De acordo com a gerente de operações da FIEC, Paula Ângela, essa pesquisa foi uma das decisões mais assertivas e estratégicas do Governo do Estado, apoiada pela FIEC. “Vai permitir um diagnóstico da epidemia no nosso estado,  vai dar mais segurança ao governo para nortear decisões, principalmente nesse momento em que as indústrias estão retomando atividades, em que é preciso ter muita cautela e muita segurança nessa retomada”, analisa.
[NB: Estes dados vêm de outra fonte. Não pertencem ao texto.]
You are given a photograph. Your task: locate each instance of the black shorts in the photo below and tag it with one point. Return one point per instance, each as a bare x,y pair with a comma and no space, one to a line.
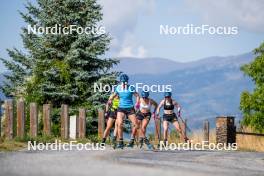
141,116
113,114
170,117
127,111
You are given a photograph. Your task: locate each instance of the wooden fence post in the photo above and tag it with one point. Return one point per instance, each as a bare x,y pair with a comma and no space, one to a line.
206,129
65,121
46,119
20,118
33,120
101,123
82,123
9,117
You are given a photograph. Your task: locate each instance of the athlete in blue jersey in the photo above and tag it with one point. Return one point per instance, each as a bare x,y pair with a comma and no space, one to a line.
126,106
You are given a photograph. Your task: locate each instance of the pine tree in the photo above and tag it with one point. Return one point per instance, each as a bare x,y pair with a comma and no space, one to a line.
59,68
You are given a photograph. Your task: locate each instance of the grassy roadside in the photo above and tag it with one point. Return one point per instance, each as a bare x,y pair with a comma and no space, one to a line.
22,143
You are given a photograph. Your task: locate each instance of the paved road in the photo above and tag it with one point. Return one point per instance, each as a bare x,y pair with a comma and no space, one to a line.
132,162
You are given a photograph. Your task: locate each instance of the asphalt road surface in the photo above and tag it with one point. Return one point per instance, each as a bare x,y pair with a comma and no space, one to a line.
131,162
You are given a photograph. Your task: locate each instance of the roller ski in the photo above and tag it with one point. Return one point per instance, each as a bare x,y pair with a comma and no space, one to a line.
120,145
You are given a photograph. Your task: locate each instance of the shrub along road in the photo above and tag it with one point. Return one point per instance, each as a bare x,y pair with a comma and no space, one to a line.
131,162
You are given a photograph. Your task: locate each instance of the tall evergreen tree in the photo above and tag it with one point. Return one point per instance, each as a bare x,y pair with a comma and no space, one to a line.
59,68
252,104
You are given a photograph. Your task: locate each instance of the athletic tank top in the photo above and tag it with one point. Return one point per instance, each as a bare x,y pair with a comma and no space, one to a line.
115,104
145,106
125,96
168,105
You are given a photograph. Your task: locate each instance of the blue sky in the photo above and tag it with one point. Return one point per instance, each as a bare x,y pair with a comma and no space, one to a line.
134,27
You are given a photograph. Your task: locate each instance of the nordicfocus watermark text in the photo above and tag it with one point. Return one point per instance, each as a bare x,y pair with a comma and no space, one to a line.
191,29
58,29
137,87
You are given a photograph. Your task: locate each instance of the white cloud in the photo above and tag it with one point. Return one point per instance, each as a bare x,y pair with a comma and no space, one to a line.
246,14
120,19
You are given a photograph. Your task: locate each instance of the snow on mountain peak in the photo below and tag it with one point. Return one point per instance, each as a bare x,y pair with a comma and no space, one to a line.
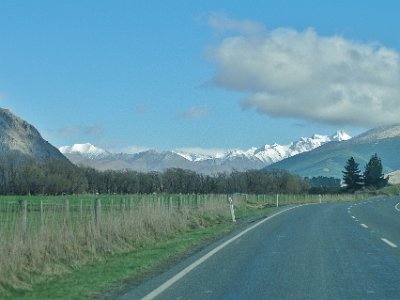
339,136
86,149
266,154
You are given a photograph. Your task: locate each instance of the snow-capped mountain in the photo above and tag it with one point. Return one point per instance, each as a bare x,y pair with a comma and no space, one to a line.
87,150
214,162
269,154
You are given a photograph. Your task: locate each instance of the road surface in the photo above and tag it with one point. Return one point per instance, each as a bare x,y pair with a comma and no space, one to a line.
345,250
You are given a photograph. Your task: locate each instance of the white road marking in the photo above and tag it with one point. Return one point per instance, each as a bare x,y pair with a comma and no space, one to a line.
393,245
189,268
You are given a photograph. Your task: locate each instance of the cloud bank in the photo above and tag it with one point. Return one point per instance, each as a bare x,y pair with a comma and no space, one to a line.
289,73
195,112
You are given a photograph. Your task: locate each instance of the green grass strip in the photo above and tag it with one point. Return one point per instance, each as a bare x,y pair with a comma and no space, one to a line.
92,280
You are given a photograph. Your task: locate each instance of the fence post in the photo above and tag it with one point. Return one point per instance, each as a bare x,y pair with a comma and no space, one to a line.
81,209
23,209
66,211
41,213
230,201
97,211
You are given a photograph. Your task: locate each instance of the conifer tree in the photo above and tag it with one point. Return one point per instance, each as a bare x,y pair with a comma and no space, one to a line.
373,176
352,175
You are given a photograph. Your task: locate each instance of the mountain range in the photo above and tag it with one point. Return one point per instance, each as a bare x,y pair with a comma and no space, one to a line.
153,160
318,155
330,159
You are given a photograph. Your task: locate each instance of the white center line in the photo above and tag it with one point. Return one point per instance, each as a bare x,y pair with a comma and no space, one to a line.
393,245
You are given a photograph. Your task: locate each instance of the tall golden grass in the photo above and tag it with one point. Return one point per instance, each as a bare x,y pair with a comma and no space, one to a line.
45,236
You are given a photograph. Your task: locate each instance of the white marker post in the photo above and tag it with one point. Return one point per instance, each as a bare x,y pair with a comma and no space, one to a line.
230,201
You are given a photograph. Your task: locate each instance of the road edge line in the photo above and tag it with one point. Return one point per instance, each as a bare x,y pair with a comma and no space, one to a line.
202,259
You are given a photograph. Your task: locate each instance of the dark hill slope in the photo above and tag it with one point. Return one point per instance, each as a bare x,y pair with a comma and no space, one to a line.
20,139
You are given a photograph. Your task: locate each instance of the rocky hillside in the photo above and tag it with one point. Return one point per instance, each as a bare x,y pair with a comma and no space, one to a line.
21,139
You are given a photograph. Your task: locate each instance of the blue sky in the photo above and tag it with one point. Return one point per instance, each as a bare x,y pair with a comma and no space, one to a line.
199,74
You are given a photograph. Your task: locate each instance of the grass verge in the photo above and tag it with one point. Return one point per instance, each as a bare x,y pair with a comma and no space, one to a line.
117,271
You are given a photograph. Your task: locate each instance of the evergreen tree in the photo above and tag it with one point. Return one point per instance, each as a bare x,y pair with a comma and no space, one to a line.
373,176
352,175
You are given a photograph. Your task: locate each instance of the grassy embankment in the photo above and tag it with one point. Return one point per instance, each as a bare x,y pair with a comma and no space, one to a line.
75,247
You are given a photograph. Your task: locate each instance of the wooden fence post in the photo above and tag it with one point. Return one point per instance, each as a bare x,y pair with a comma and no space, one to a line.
23,209
97,211
41,213
66,211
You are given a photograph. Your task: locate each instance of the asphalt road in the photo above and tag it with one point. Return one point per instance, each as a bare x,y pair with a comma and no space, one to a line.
323,251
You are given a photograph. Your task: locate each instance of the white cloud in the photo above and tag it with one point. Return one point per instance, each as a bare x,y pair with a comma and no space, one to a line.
288,73
195,112
221,24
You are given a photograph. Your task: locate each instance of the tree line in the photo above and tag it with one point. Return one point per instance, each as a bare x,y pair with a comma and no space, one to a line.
55,177
371,178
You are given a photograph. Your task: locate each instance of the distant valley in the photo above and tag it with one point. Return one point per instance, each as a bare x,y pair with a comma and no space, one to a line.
153,160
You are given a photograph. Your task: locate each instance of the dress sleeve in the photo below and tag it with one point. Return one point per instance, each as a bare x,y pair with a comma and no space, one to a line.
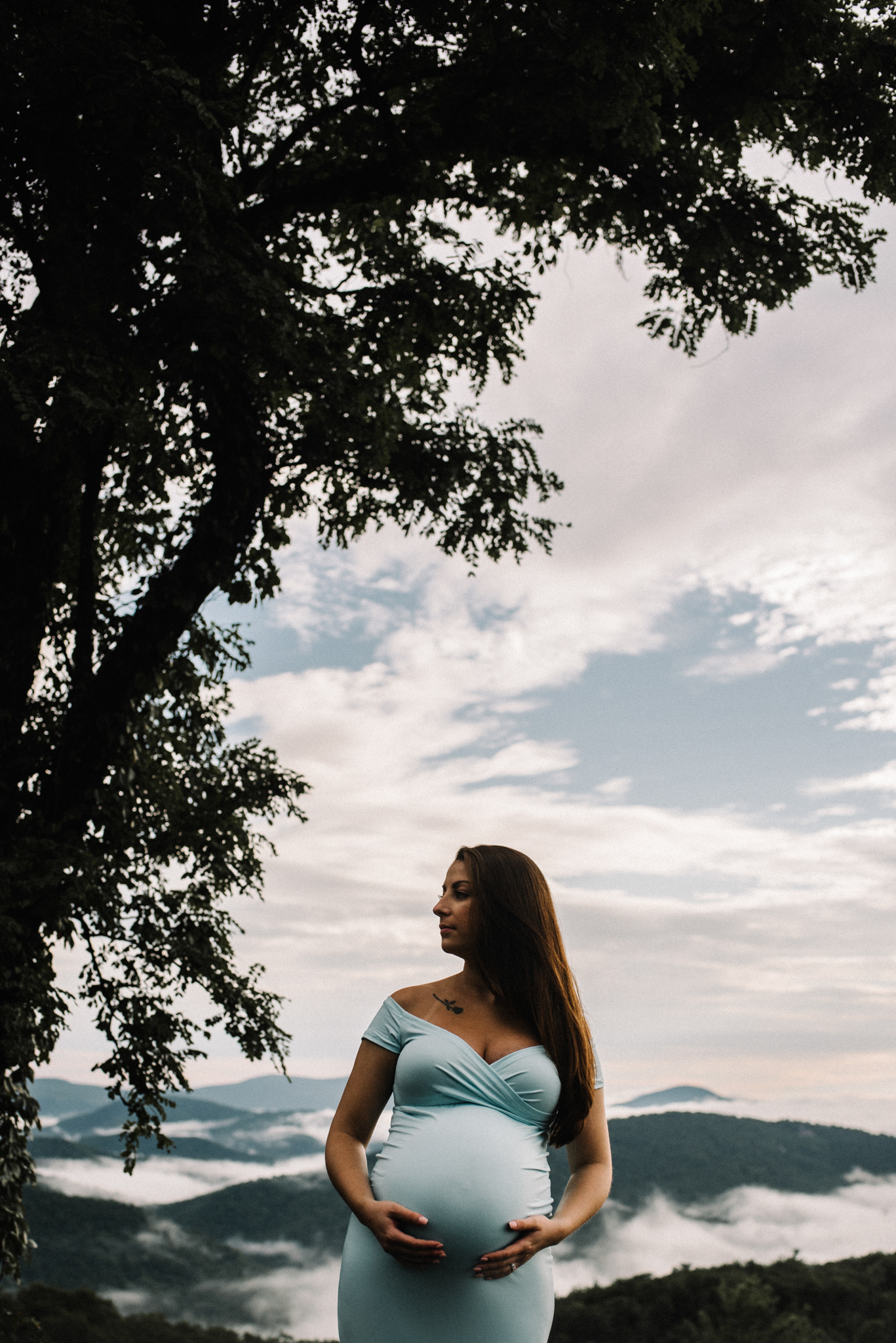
598,1072
385,1030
Esta será a maior pesquisa já feita no país para avaliação do quadro da Covid-19 em uma cidade brasileira com o objetivo de orientar as políticas públicas de prevenção e combate à doença.

Com a pesquisa, os profissionais vão estimar o percentual de fortalezenses com anticorpos para o novo coronavírus, o que vai permitir estimar o percentual de infecções assintomáticas ou subclínicas, além de obter cálculos mais precisos da letalidade da doença e analisar a velocidade de expansão da infecção ao longo do tempo.

Em transmissão ao vivo pelas redes sociais no dia 1/6, o prefeito Roberto Cláudio elencou os benefícios estimados por meio da iniciativa. “Além de identificar os grupos que já desenvolveram os anticorpos, a medida auxiliará na identificação daqueles ainda passíveis à contaminação pelo novo coronavírus. Essa política é central para orientar condutas preventivas e assistenciais, além de nortear o processo lento e gradual das atividades cotidianas”, explicou.

Para a secretária de Saúde de Fortaleza, Joana Maciel, a pesquisa será fundamental para definir os próximos passos no enfrentamento à Covid-19. “Esse trabalho se reveste de extrema importância, principalmente nesse momento em que nós estamos na epidemia, porque no próprio instante os resultados vão nos mostrar a nossa taxa de ataque. O que quer dizer o percentual da população que já está imunizada. Isso vai fazer com que a gente possa ser orientado para as próximas medidas. Como é que a gente vai fazer a nossa retomada das atividades, como é que a gente vai se comportar enquanto sociedade e como vai atuar o nosso sistema de saúde daqui por diante”, comentou a secretária.

O projeto terá a coordenação operacional do Instituto Opnus de Pesquisa e Opinião e a aplicação dos testes rápidos será dividida em três fases. Em cada uma, serão feitos 3.300 testes nos próprios domicílios, distribuídos em 39 bairros da Cidade. Os domicílios serão selecionados de forma sistemática e o morador será sorteado aleatoriamente entre os residentes. No caso dos menores de idade e incapazes, os testes serão feitos mediante autorização dos pais ou responsável.

A primeira fase da pesquisa com coleta teve início na terça-feira (2/6). As coletas são realizadas por enfermeiros da SMS, com apoio de campo de Agentes Comunitários de Saúde e supervisores do Instituto Opnus. Como medida de segurança, todos os profissionais utilizam Equipamentos de Proteção Individual (EPIs) e adotam os protocolos recomendados pelos órgãos de saúde a fim de não expor a população e os profissionais ao risco de contágio.

Sobre o teste
Está sendo realizado o teste rápido, que se trata de uma simples picada na ponta do dedo, coletando uma gota de sangue e em 15 minutos o resultado já estará disponível. Durante esse tempo, é aplicado o questionário com informações de sexo, idade, escolaridade, bem como sobre condições de saúde e possíveis sintomas que o morador tenha sentido recentemente.

A 1ª fase de coleta acontece de 2 a 12/6, com realização de 3.300 testes. De 25/6 a 5/7 serão realizados mais 3.300 testes e a terceira fase está prevista para 16 a 26/7 de 2020, com aplicação de 3.300 testes.